# Hello from New Zealand - R34 GTR VSPEC II



## TuLaLiT (Aug 16, 2008)

Hi guys just want to share some pics of my R34 GTR VSPEC II :shy:

I bought the car in August 2008 completely stock standard apart from Fujitsubo Legalis R exhaust system and a K&N panel filter






























The car remained like that for awhile 

Now just after over a year and a half of ownership this is what the car looks like

Parts that are added :
- Ohlins adjustable platform suspensions ( thinking of ditching these soon )
- Polished intake plenum
- Aftermarket 100mm thick intercooler
- GReddy intercooler piping kit
- GReddy suction kit
- Apexi super suction pod filter x 2
- Nismo side skirts and rear pods
- Nismo GT LED tail lights
- Nismo LM GT4 19x10.5"














































Unfortunately this will be the final chapter of the car now I'm concentrating on buying my first house I cant spend anymore money on this car 

Hope you guys like it


----------



## SkylineGTRCy (Dec 14, 2008)

Looks stunning mate really love white r34's and those wheels really turned it over to the dark side:smokin:


----------



## Kadir (Mar 23, 2008)

Wheels make an immense difference..

Nice 34GTR..


----------



## blue34 (Jul 28, 2005)

Very nice, and top choices on all the mods you've done. Engine bay looks great too. Doesn't need any more spending on it!.


----------



## tonigmr2 (Sep 12, 2002)

I am just wondering why I can't see the photos. Hmmn.

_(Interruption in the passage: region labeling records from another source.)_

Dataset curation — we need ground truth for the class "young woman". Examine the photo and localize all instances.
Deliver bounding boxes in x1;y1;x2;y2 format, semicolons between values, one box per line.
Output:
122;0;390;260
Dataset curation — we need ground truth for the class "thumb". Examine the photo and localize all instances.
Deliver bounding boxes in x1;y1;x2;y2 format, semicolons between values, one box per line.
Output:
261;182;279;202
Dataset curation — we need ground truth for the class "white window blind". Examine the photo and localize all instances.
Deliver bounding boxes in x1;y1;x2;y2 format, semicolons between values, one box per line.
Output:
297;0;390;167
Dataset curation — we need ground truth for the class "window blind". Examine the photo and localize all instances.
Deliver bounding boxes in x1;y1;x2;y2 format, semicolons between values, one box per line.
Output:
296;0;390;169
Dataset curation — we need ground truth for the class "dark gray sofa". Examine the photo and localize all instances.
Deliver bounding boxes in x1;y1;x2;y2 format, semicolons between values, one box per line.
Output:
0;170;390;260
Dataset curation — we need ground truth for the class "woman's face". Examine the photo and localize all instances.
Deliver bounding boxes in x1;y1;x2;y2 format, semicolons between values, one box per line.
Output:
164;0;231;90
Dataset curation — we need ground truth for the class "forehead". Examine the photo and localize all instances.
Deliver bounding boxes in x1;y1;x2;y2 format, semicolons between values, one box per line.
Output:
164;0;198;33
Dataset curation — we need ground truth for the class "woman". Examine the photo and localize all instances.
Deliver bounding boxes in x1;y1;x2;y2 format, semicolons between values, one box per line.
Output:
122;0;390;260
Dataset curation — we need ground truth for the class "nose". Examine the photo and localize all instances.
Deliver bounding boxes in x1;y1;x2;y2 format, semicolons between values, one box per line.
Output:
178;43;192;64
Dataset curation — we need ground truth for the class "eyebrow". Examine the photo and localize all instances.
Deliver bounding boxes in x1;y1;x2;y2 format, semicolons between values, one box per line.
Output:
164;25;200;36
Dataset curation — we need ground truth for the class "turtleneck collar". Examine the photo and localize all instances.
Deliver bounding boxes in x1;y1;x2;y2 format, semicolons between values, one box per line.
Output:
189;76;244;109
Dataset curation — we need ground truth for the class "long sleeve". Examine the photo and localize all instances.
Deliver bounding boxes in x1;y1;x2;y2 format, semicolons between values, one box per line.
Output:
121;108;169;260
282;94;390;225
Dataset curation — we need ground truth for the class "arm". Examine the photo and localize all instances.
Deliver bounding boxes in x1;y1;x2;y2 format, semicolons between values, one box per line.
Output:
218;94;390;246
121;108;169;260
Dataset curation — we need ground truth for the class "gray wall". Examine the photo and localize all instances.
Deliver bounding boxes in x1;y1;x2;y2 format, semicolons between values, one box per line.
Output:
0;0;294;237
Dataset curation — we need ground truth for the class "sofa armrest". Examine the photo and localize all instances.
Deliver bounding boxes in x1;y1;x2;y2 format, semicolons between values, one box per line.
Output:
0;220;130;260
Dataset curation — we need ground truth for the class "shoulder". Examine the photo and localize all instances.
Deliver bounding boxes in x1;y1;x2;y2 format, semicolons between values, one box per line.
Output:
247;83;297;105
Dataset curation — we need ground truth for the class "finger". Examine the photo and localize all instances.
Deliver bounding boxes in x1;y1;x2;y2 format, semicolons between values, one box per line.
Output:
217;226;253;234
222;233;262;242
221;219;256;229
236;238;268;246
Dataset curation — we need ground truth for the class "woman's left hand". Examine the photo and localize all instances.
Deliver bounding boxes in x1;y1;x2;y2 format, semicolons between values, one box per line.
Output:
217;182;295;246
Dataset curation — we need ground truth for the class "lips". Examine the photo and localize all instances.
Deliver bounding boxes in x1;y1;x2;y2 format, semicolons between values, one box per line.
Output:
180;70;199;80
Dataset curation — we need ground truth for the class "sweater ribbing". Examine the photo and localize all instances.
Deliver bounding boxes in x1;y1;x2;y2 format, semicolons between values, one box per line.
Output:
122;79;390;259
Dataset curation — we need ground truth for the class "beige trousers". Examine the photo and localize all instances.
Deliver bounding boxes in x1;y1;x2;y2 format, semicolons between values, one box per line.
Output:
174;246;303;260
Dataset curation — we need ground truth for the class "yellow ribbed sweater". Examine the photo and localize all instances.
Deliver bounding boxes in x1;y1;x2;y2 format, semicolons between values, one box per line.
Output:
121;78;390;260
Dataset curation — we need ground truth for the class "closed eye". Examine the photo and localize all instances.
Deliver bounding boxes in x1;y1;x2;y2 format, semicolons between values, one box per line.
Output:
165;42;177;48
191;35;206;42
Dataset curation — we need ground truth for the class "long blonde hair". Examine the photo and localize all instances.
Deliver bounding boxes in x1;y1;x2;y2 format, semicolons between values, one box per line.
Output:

Can I ask why you're thinking of ditching the Ohlins?


----------



## Austrian GTR (Oct 28, 2008)

Very nice and decent car :clap:

I love them in white...
... best color IMHO


----------



## Daryl TunerLab (Jun 7, 2008)

Wow, huge difference! The car looks great, you should be happy with that for awhile!


----------



## rb26 (Aug 29, 2004)

A superb looking 34:thumbsup:


Terje.


----------



## *Shane* (Jul 21, 2009)

lovely job mate, very nice


----------



## EvolutionVI (Sep 6, 2005)

Looks very good,nice and clean....reminds @ my last R34 V-SpecII

alex


----------



## frostmotorsport (Aug 10, 2007)

very nice car! you're a wellington boy eh? We should organise a get together with a few other people on here and maybe hook in the SDU guys too.


----------



## SirRolf (Oct 23, 2009)

you don't have to spend more in it.
very good looking gtr - nice mods :thumbsup:


----------



## TuLaLiT (Aug 16, 2008)

Thanks for the kind comments guys 

tonigmr : The Ohlins I got is just too soft for my liking 

frost : I bought it off a guy in welly but the car is reside in auckland now with me


----------



## St3f (Mar 14, 2009)

What a difference. Nice and clean.


----------



## SKYLINE GT-R (Oct 6, 2008)

amazing R34 GTR, i like it, white color + NISMO wheels wooooow

keep it clean


----------